I’m not saying it doesn’t pay to be smart about SEO and to be aware of the existence of search engines. You would be stupid not to use keywords that are relevant (the important word here is relevant) to your site, and it is probably worth your while to do some research into the most common searches that occur for your target market. But in the end, the free market will determine whether or not your site is successful, not Google. Why? Because not only is your site market driven, but Google is market driven itself!

Maybe I’m a simpleton who isn’t looking at all the angles, but here goes…

How Google’s Market Relates to Your Market

Google’s goal is to provide its customers with relevant search results. The reason Google is the top search engine, and the reason everyone wants a high Google ranking, is that it actually does a good job at achieving this goal. People’s trust in Google to give them what they are looking for was brought about by Google’s ability to sort through the junk and provide relavant results. Google’s continued dominance relies on being smart enough to know which sites deliver relevant content and which sites are simply trying to trick the user into visiting the site in hopes of selling them something they aren’t looking for. If Google fails to perform, someone else will jump in and provide this service.

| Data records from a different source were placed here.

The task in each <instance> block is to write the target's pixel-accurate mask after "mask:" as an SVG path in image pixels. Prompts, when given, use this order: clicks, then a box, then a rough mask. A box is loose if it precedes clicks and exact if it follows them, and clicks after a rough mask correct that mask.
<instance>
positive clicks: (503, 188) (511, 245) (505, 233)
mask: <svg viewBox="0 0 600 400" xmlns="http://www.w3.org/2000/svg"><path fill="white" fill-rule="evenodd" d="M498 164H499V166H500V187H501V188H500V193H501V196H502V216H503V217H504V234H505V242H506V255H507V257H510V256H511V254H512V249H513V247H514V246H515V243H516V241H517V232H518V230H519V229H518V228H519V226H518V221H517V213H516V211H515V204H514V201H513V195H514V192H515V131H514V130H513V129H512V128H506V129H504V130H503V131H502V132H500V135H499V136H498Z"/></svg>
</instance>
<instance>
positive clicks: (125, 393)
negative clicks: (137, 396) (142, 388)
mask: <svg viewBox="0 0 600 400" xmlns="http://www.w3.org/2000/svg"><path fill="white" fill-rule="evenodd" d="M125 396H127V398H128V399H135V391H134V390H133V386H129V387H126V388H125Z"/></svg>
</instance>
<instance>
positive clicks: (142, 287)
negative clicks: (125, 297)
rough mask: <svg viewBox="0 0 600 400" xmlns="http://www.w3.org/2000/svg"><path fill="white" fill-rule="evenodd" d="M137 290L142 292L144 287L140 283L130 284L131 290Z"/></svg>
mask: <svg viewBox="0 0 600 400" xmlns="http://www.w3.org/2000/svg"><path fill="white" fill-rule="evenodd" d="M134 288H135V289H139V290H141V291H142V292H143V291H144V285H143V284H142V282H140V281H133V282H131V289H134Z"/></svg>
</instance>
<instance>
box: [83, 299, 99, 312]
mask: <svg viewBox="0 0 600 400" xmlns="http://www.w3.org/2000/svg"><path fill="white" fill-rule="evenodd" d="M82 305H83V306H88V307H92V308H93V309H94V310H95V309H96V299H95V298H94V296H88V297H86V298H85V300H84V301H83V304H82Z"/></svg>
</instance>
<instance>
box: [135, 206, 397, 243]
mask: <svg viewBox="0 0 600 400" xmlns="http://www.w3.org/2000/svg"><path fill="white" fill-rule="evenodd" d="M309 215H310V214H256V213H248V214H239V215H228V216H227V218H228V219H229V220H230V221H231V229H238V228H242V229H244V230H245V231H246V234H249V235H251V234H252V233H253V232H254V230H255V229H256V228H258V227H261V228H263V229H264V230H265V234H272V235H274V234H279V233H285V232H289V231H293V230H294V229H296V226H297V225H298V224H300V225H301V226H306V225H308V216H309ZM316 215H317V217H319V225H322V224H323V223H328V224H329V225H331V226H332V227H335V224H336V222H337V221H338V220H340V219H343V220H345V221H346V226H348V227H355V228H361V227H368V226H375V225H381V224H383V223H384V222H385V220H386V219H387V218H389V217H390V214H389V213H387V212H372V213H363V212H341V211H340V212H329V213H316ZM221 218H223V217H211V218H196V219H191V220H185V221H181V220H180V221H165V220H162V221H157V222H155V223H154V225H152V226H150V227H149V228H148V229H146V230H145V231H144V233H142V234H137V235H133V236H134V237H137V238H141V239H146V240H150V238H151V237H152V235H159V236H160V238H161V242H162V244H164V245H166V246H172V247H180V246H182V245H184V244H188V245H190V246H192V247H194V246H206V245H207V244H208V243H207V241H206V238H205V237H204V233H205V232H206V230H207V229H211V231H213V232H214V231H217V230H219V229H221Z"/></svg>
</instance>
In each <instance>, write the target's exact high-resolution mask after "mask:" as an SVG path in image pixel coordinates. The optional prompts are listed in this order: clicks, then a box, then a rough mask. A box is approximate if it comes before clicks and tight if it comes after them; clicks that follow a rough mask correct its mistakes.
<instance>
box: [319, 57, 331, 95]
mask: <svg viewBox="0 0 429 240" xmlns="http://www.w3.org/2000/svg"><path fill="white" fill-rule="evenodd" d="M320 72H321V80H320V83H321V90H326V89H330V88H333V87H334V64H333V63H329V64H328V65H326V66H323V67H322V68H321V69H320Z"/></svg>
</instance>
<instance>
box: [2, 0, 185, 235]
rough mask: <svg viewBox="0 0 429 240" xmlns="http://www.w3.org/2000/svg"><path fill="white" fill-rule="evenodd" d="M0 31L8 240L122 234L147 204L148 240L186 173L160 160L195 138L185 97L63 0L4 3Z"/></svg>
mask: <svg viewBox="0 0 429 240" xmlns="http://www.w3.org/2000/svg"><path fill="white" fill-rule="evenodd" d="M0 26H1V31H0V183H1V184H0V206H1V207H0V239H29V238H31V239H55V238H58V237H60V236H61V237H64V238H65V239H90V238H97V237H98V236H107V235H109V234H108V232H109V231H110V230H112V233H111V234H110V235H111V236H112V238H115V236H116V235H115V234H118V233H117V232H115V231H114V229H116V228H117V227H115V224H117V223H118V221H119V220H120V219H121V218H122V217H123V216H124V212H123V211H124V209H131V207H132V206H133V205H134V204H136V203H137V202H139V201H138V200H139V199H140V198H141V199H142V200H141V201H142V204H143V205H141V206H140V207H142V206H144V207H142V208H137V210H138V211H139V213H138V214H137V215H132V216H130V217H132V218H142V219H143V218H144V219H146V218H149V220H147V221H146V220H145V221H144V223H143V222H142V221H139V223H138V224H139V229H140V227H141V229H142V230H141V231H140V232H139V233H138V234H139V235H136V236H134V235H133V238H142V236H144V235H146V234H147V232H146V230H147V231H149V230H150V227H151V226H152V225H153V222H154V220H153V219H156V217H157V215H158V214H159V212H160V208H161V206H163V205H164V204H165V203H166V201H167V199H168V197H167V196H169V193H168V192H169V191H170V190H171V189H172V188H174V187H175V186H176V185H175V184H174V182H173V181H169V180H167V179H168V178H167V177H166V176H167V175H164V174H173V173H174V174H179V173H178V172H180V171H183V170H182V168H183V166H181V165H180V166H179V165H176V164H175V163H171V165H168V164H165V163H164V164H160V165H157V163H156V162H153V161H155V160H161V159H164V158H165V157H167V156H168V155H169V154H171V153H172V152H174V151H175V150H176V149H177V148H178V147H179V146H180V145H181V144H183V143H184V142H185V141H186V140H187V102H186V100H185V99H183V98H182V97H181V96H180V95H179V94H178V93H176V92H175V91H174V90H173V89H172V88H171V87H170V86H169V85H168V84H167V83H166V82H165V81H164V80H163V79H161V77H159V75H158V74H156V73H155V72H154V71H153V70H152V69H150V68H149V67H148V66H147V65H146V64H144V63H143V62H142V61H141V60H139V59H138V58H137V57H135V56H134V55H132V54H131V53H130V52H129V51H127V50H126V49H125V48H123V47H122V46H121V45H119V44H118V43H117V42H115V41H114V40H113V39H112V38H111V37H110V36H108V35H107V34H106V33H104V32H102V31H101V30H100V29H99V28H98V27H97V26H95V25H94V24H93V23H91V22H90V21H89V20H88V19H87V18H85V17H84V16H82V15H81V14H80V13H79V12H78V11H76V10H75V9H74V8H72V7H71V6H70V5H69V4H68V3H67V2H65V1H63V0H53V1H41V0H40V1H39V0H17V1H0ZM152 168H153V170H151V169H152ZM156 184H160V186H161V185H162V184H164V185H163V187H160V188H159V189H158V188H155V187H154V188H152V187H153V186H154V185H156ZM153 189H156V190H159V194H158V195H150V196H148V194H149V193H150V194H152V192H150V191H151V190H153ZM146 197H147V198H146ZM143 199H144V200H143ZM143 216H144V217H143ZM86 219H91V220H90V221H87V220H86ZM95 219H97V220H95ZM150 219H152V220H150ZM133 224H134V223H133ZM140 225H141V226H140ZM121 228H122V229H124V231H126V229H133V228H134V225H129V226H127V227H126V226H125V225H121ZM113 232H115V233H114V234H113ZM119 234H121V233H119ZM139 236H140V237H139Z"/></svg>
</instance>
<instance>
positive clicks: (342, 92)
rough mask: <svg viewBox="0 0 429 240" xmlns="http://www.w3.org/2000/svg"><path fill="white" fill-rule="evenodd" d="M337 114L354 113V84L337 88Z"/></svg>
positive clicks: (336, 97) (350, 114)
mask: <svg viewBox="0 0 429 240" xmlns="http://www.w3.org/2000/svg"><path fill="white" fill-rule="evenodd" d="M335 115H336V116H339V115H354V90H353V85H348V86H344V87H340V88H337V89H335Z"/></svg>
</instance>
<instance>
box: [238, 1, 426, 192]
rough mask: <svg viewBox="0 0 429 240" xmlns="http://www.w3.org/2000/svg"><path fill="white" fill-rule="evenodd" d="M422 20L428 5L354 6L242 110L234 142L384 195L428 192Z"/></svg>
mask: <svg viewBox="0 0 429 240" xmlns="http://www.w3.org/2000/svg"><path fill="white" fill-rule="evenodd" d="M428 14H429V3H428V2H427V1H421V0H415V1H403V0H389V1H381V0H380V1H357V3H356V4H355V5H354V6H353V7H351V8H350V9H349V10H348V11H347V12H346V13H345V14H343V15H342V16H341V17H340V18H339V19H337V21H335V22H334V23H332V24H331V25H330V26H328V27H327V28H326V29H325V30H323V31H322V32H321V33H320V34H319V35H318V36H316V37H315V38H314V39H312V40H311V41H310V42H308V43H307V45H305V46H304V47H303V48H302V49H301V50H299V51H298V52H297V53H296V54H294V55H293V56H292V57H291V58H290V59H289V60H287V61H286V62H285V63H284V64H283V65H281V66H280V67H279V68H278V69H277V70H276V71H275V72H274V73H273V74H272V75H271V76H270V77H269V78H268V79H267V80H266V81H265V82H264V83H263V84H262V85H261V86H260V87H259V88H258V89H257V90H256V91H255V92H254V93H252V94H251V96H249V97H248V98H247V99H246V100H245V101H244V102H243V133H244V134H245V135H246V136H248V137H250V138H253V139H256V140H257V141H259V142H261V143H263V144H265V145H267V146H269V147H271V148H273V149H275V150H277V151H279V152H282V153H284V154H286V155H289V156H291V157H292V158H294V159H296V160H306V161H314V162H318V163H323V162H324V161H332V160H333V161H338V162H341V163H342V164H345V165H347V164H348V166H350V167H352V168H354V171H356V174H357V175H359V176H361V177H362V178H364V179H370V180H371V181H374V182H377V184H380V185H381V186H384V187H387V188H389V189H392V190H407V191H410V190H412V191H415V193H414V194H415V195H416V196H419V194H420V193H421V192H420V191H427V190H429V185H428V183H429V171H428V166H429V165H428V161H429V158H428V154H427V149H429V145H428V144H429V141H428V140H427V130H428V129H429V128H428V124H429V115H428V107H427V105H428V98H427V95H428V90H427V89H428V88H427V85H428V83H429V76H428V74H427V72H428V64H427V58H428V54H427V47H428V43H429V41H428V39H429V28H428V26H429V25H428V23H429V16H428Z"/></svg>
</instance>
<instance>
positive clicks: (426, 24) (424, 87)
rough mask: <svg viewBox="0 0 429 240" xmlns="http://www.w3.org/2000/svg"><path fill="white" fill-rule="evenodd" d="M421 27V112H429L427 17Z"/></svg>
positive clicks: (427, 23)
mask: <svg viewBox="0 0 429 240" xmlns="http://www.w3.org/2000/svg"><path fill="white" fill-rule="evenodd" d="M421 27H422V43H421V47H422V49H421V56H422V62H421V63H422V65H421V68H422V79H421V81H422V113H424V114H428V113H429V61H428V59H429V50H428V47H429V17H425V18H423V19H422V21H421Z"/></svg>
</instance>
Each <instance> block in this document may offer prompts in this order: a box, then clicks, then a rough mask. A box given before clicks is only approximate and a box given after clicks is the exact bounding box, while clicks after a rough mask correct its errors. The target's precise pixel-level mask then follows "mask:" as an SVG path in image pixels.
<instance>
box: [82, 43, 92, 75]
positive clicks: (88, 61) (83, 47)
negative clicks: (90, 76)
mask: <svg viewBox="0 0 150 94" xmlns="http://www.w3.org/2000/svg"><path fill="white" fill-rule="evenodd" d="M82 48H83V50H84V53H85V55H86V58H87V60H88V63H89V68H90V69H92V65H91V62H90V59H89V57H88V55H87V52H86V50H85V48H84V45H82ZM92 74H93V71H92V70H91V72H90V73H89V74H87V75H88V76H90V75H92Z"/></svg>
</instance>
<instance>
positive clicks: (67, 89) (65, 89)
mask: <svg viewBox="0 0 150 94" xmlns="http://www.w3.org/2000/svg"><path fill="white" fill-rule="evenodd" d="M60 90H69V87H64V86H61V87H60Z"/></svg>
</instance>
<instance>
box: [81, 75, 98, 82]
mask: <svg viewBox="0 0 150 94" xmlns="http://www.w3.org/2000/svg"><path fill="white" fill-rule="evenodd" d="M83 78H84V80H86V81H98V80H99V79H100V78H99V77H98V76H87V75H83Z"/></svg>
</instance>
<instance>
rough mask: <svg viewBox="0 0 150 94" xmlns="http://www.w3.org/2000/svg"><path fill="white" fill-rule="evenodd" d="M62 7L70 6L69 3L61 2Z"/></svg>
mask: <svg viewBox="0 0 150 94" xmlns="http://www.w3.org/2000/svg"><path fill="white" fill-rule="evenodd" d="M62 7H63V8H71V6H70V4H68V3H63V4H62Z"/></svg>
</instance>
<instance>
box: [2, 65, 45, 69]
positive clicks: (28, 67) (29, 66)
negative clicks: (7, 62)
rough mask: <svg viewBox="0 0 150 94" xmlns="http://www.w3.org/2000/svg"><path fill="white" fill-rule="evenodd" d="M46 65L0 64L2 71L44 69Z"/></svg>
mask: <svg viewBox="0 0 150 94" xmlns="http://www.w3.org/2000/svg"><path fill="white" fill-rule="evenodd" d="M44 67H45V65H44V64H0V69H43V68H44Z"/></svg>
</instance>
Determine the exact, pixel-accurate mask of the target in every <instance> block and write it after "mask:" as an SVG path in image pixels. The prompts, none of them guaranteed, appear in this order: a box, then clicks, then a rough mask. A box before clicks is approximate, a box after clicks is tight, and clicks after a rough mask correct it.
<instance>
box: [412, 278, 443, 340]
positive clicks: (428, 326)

That’s the beauty of the free market–if it is technologically possible, the demand will be met. In fact, the technology actually drives the demand in this case. So Google not only has to worry about providing their users with a quality product right now, but they also have to work to continue to provide a quality product in the future or risk being upended by someone with better technology who does a better job.

In other words, if Google’s search engine is dumb enough for you to trick it placing a crappy, irrelevant, get-rich-quick site high up the rankings, no one will want to use it anymore. If no one uses it anymore, what good is it for you to be ranked highly there? At that point, Google is no longer able to effectively connect you to your market.